Acórdãos STA

Acórdão do Supremo Tribunal Administrativo
Processo:0486/11
Data do Acordão:06/02/2011
Tribunal:1 SECÇÃO
Relator:ROSENDO JOSÉ
Descritores:RECURSO DE REVISTA EXCEPCIONAL
PRESSUPOSTOS
Sumário:I - A interpretação do artigo 11º da Portaria n.º 799-B/2000, de 20 de Setembro, em conjugação com os artigos 27º e 29º do Decreto Regulamentar n.º 12-A/2000, de 15 de Setembro, de modo a esclarecer o que deve entender-se como “despesa efectuada e paga”, tendo em conta o limite temporal de 45 dias a que alude o primeiro diploma citado, coloca um problema de uniformidade no tratamento de questões semelhantes que pode repetir-se no âmbito da apresentação do saldo final das acções de formação profissional financiadas pelo Fundo Social Europeu.
II - A referenciada questão jurídica pode, eventualmente, envolver também a hierarquização das fontes normativas, no confronto dos diplomas apontados com o preceituado no Plano Oficial de Contabilidade, na legislação civil e fiscal, (alínea a) do n.º 1 do artigo 3º e alínea b) do n.º 1 do artigo 115º, ambos do CIRS, no n.º 1 do artigo 787º do Código Civil e nos n.º 1 e 2 do artigo 117º do Código das Sociedades Comerciais e alínea b) do n.º 1 do artigo 28º do CIVA, pelo que se considera justificada a admissão da revista, de modo a fazer intervir o órgão regulador do sistema de justiça administrativa com vista a uma melhor aplicação do direito.
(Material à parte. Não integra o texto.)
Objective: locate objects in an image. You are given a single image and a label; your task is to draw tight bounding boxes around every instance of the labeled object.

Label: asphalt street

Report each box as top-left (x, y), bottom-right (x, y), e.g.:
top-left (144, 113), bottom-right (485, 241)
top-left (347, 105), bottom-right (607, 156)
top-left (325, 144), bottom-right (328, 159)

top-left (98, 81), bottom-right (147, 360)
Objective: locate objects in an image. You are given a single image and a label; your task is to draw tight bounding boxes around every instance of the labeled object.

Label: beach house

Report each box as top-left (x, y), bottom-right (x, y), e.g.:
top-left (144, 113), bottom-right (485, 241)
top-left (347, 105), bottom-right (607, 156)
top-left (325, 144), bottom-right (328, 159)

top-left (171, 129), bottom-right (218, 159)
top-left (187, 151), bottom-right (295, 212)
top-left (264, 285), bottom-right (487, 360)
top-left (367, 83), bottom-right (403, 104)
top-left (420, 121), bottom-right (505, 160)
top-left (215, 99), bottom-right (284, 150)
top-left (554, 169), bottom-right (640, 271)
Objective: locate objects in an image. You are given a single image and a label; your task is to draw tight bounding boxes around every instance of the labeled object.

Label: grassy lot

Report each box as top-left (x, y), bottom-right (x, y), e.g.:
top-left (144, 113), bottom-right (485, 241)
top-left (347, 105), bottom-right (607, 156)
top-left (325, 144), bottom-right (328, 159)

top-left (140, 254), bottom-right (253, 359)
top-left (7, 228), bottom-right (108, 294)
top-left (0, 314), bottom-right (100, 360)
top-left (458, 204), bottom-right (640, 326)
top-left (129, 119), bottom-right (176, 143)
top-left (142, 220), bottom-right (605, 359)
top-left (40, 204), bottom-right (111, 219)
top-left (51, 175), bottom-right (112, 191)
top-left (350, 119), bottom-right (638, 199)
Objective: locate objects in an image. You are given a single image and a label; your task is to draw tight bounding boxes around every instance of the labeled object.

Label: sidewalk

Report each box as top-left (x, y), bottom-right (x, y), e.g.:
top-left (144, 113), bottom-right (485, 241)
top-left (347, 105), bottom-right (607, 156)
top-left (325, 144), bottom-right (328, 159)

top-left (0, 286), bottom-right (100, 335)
Nº Convencional:JSTA000P12976
Nº do Documento:SA1201106020486
Recorrente:A...
Recorrido 1:MTSS E OUTRO
Votação:UNANIMIDADE
Aditamento:
Texto Integral: Formação de Apreciação Preliminar
Acordam, em conferência, na Secção de Contencioso Administrativo do STA:
I – Relatório:
A…, Lda.,
intentou junto do TAF do Porto acção administrativa especial contra
MINISTÉRIO DO TRABALHO E DA SOLIDARIEDADE SOCIAL,
SECRETARIA DE ESTADO DO EMPREGO E FORMAÇÃO PROFISSIONAL,
GESTOR DA INTERVENÇÃO OPERACIONAL REGIONAL DO NORTE,
em que pediu a anulação do acto de 21/11/2006, do GESTOR DA INTERVENÇÃO OPERACIONAL REGIONAL DO NORTE, relativo ao pagamento de saldo final do financiamento n.º 1004, referente à medida 3.3, na parte em que considerou não elegíveis despesas efectuadas com formadores – Rubrica R2 -, no âmbito das acções de formação realizadas, e ainda a condenação da R. à adopção dos actos operacionais necessários para reconstituir a situação que existiria se o acto impugnado não tivesse sido praticado e, em consequência, reembolsar o A. da quantia de Euros 15.366,00.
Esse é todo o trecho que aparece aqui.